Labour reverse migration has resulted in availability crossing pre-COVID-19 levels: Labour situation has improved over the past two months with opening up of state borders and travel. Most of our coverage universe is sitting on decade high order book, and with labour coming back, we look forward to a normal 3QFY21. The growth is expected to bounce back sharply from 4QFY21. Urban centric companies in building space continue to lag roads infra peers in terms of labour availability. We look towards 3QFY21 end labour normalisation for building EPC companies.
Capital goods ordering more of replacement demand, EPC ordering has surprised positively: We are seeing a strong bid pipeline for EPC companies. The NHAI has already awarded close to Rs 480bn of new projects FYTD21. Bids worth Rs 100bn are yet to be opened. The NHAI is expected to award Rs 700-800bn worth of projects during FY21E. For larger capital goods companies, short cycle orders may be more back-ended as private Capex and large infrastructure project awards may happen towards late 2HFY21. High-speed rail tenders are already up for grabs and may get finalised by 3QFY21. Augurs well for L&T, Siemens, and ABB. Recovery in Auto, Pharma, F&B also augurs well for automation companies.

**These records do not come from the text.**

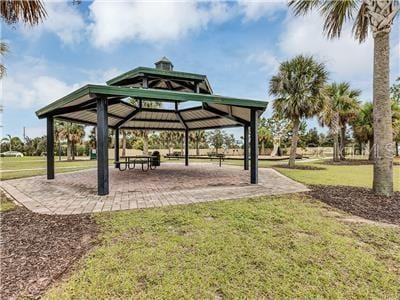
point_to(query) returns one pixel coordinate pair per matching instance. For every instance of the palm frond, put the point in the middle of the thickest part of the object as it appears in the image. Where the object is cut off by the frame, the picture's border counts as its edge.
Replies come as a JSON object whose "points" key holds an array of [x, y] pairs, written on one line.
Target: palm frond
{"points": [[31, 12], [336, 13], [361, 24]]}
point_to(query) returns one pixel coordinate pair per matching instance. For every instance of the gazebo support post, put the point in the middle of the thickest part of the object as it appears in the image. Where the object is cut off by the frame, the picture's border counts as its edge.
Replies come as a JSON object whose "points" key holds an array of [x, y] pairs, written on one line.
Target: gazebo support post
{"points": [[102, 147], [254, 147], [246, 146], [50, 147], [186, 147], [116, 148]]}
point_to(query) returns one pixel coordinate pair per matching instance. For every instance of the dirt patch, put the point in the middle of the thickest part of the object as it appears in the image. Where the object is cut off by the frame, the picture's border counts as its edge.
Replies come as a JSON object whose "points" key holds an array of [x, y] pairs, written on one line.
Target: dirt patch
{"points": [[38, 249], [360, 202], [352, 162], [300, 167]]}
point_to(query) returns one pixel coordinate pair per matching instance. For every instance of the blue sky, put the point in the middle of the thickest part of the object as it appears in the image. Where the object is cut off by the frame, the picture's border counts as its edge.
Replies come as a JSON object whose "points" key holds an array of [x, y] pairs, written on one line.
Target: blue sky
{"points": [[238, 45]]}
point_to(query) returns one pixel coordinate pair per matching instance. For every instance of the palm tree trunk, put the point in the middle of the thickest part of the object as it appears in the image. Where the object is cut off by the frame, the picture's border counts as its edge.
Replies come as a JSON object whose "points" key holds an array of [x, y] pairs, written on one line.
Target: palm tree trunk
{"points": [[69, 154], [73, 150], [295, 138], [383, 138], [145, 142], [371, 149], [123, 143], [342, 149]]}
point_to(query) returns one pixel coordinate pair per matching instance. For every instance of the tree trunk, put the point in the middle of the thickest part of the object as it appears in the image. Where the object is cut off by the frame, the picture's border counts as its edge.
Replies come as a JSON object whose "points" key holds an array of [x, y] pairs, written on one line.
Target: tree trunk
{"points": [[69, 150], [145, 142], [383, 137], [123, 143], [73, 150], [262, 148], [295, 138], [342, 146], [371, 149]]}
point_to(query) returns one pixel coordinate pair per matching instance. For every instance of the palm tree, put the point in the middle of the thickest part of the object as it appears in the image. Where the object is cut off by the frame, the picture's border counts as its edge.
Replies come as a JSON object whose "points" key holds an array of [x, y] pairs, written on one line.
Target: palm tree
{"points": [[363, 127], [298, 87], [340, 106], [30, 12], [263, 135], [76, 135], [379, 16], [145, 133], [197, 137], [7, 139]]}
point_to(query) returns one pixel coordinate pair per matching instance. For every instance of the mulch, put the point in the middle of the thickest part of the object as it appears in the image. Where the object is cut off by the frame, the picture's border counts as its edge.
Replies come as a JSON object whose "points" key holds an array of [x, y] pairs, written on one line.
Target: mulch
{"points": [[351, 162], [360, 202], [37, 249], [300, 167]]}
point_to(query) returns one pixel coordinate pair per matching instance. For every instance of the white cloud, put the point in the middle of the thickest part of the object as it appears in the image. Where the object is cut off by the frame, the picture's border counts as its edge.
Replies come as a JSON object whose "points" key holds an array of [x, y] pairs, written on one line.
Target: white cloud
{"points": [[256, 9], [64, 20], [152, 21], [23, 92], [345, 57], [269, 62]]}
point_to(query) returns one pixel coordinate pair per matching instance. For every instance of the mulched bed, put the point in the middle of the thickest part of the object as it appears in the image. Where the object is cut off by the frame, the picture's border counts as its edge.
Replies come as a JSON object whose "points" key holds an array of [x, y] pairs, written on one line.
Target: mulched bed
{"points": [[300, 167], [360, 202], [36, 249], [351, 162]]}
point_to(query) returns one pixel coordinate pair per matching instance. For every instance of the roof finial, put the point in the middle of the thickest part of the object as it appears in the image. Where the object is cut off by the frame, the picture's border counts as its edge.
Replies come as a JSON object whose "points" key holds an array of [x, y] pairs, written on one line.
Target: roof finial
{"points": [[164, 64]]}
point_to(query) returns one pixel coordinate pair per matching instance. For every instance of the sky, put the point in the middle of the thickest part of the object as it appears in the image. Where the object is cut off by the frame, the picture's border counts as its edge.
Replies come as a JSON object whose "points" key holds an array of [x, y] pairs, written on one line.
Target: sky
{"points": [[238, 45]]}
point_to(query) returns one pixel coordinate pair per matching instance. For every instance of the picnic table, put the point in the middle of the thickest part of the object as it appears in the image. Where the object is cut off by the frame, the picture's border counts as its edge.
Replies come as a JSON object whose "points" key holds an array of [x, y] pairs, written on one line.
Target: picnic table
{"points": [[130, 162]]}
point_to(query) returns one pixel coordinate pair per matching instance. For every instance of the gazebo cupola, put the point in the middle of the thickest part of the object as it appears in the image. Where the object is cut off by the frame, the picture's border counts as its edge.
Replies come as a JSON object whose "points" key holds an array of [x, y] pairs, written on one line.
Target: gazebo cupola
{"points": [[164, 64]]}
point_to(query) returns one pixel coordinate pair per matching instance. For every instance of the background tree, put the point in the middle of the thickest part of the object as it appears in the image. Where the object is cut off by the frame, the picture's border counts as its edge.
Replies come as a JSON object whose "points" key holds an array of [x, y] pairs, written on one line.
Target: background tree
{"points": [[298, 88], [395, 96], [264, 136], [379, 16], [216, 139], [278, 127], [363, 127], [30, 12], [341, 105]]}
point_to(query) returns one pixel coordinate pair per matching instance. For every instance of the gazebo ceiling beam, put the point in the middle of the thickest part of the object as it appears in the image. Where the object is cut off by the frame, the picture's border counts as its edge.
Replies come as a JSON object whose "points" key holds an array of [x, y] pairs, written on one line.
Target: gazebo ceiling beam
{"points": [[154, 120], [204, 119], [225, 114], [128, 118], [73, 120], [109, 114]]}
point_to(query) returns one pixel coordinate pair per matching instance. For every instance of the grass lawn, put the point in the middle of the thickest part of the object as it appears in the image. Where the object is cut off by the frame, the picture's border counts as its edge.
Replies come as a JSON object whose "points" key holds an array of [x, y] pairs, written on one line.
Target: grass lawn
{"points": [[269, 247], [18, 167], [359, 175]]}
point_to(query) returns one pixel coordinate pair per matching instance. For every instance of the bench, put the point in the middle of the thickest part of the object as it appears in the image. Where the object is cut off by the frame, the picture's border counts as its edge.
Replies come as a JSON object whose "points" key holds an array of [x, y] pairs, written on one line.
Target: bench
{"points": [[131, 164]]}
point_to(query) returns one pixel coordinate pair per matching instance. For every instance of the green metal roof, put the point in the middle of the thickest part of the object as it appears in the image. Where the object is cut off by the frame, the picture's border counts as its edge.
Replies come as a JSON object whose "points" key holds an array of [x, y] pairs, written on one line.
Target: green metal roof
{"points": [[158, 72], [149, 94]]}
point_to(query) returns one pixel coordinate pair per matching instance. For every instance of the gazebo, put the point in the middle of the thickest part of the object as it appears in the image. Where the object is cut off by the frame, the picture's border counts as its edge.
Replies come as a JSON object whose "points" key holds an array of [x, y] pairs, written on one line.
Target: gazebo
{"points": [[105, 106]]}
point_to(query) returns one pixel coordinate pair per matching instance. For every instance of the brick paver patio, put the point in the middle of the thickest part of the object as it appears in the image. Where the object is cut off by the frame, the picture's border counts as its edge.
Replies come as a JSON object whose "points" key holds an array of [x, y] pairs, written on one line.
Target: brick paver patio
{"points": [[170, 184]]}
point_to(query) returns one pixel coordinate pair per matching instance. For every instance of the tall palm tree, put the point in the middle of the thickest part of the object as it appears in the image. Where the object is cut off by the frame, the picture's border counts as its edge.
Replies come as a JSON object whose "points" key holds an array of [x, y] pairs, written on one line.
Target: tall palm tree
{"points": [[263, 135], [363, 127], [197, 137], [30, 12], [340, 106], [298, 87], [379, 16], [145, 133], [7, 139]]}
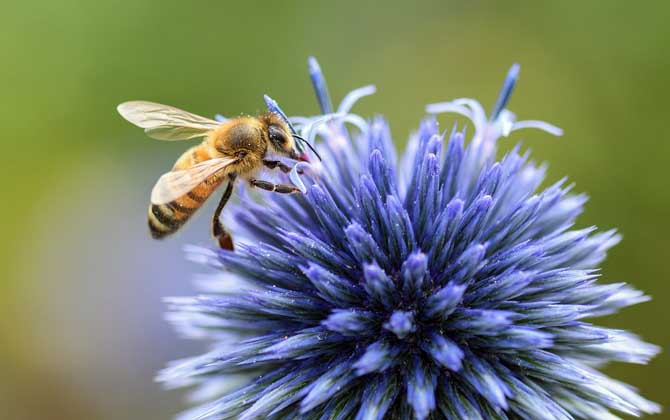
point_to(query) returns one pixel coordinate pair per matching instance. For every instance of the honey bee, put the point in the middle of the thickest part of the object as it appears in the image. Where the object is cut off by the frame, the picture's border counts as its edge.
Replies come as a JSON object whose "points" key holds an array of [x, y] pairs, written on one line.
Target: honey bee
{"points": [[231, 150]]}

Results to be mixed bag, with a positive bias: We expect most of the coverage universe to report a YoY decline in revenue/PAT as the early part of 2QFY21 was impacted by COVID-19 and later part by the monsoon. Despite this, the cost rationalisation measures taken by coverage companies may continue till FY21E end and result in earnings surprises. Collection efficiency remains under control barring a few states where state governments are awaiting payment of GST dues. Central agencies payment remains on track, and hence NWC is expected to remain stable. Debt may also remain stable.
Re-rating contingent on improving government finances, sustainability of ordering and growth pickup from 3QFY21: Market remains wary of government finances and pressing fiscal position. Improvement in GST collections, sustainable ordering and prompt payment by state governments will allay some of these concerns. Infra companies are sitting on decade-high order books, decade-low debt, decade-best NWC and decade-low valuation (~5x on FY23E EPS). This sets the tone for re-rating once growth recovery pans out.
Recommendations and stock picks: From a near to mid-term perspective, the government would drive ordering, and private Capex/opex will be late-cycle recovery. Hence, recovery plays with high government exposure will remain in focus. In capital goods, LT is our top pick. In the mid-cap space, KPTL, KNR, PNC, HG Infra and Ahluwalia are our top picks.